01.01.2012 в 11:23 #14323
After several decades of Journal (JO) attempting to pick the right number of disks, the fastest disks and those connected to the right IOAs, JO is getting out of the disk selection business. In 7.1, it will no longer pick specific disks for journal receivers. It will ask for storage and let storage management (SM) give it to JO wherever SM feels is best.
The disk selection process was put in place years ago when there was a greater disparity between disk speeds and there was no IOA write cache. Selecting specific disks allowed JO to queue up disk operations in parallel which allowed greater journal throughput. The down side of this has always been that it could cause disk usage to be skewed, meaning disks filled at different rates. This was a perceived, and possibly real, performance problem and generated calls to Support that we want to eliminate.
After testing this change in multiple hardware environments with different workloads, no difference in performance was observed. MF51614 is the 7.1 PTF to change this behavior, it will propagate to the field over the next few months.

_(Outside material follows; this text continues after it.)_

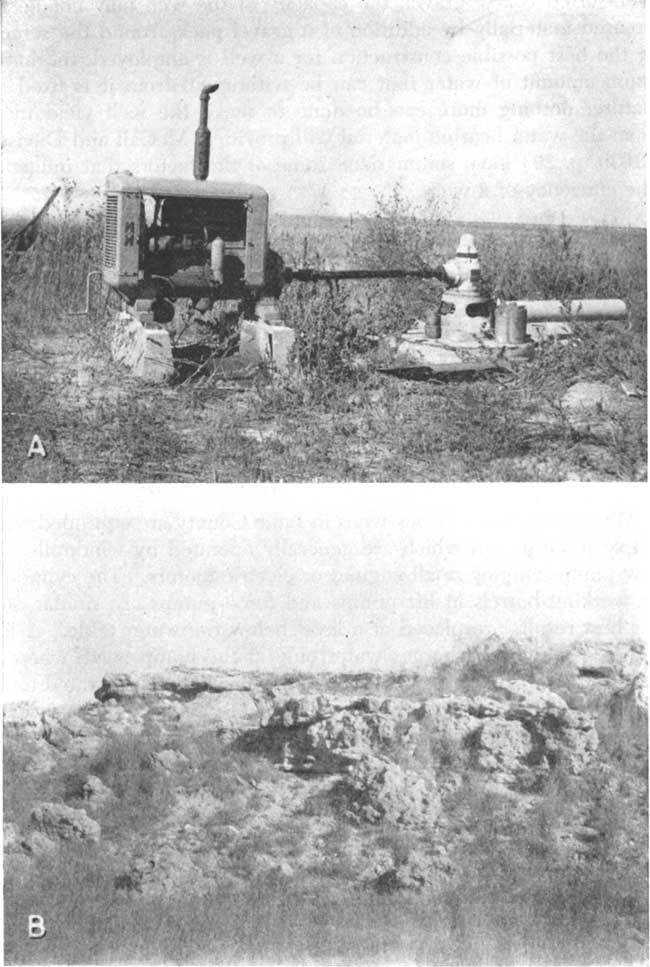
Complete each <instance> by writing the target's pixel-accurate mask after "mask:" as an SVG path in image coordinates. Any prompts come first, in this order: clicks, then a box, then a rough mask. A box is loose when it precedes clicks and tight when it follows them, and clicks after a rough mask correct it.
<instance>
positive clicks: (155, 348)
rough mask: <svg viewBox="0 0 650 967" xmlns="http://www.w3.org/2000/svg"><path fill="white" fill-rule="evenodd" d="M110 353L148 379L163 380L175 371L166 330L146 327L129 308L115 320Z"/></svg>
mask: <svg viewBox="0 0 650 967" xmlns="http://www.w3.org/2000/svg"><path fill="white" fill-rule="evenodd" d="M111 353H112V356H113V359H114V360H115V362H117V363H122V364H123V365H124V366H127V367H128V368H129V369H130V370H132V372H133V374H134V376H138V377H139V378H140V379H145V380H147V381H149V382H161V381H162V380H164V379H168V378H169V377H170V376H171V375H172V374H173V372H174V363H173V358H172V347H171V340H170V338H169V333H168V332H167V330H166V329H145V327H144V326H143V325H142V323H141V322H140V321H139V320H138V319H135V318H134V317H133V316H132V315H131V314H130V313H129V312H120V313H119V315H118V316H117V317H116V319H115V320H114V322H113V332H112V335H111Z"/></svg>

Here’s what you need to know and share:
- 10 is no longer a magic number of disks for journal receivers, data goes wherever SM puts it
- There is no minimum nor maximum number of disk units for receivers
- The journal receiver size threshold no longer affects the number of disks across which receiver are spread
- This is 7.1 only and requires a PTF, it will take a while before the PTF is propagated but the intention is to have the PTF in the next 7.1 cumulative PTF package and DB group
- If you have skewed disk usage, don’t call JO, call SM
Other things to know:
- If there is a need to revert to the old behavior, we have a patch to do so
- No PTF is planned for prior releases at this time
- There is still a potential benefit in specifying a high receiver size threshold as it influences the number of I/O requests we will request in parallel
The change below is being made in InfoCenter, it replaces the reference to the journal disk selection algorithm where an additional disk arm was used for each 32MB/64MB of rcvr size threshold.
How many arms in my disk pool will journaling use? Starting with IBM i 7.1 journal receivers may be spread across all disk arms in the disk pool. Journaling no longer directs writes to specific disk arms.
The journal receiver threshold value will influence the number of parallel writes that journal will allow. The higher the journal receiver threshold value, the more parallel I/0 requests will be allowed. Allowing more parallel I/O requests may improve performance.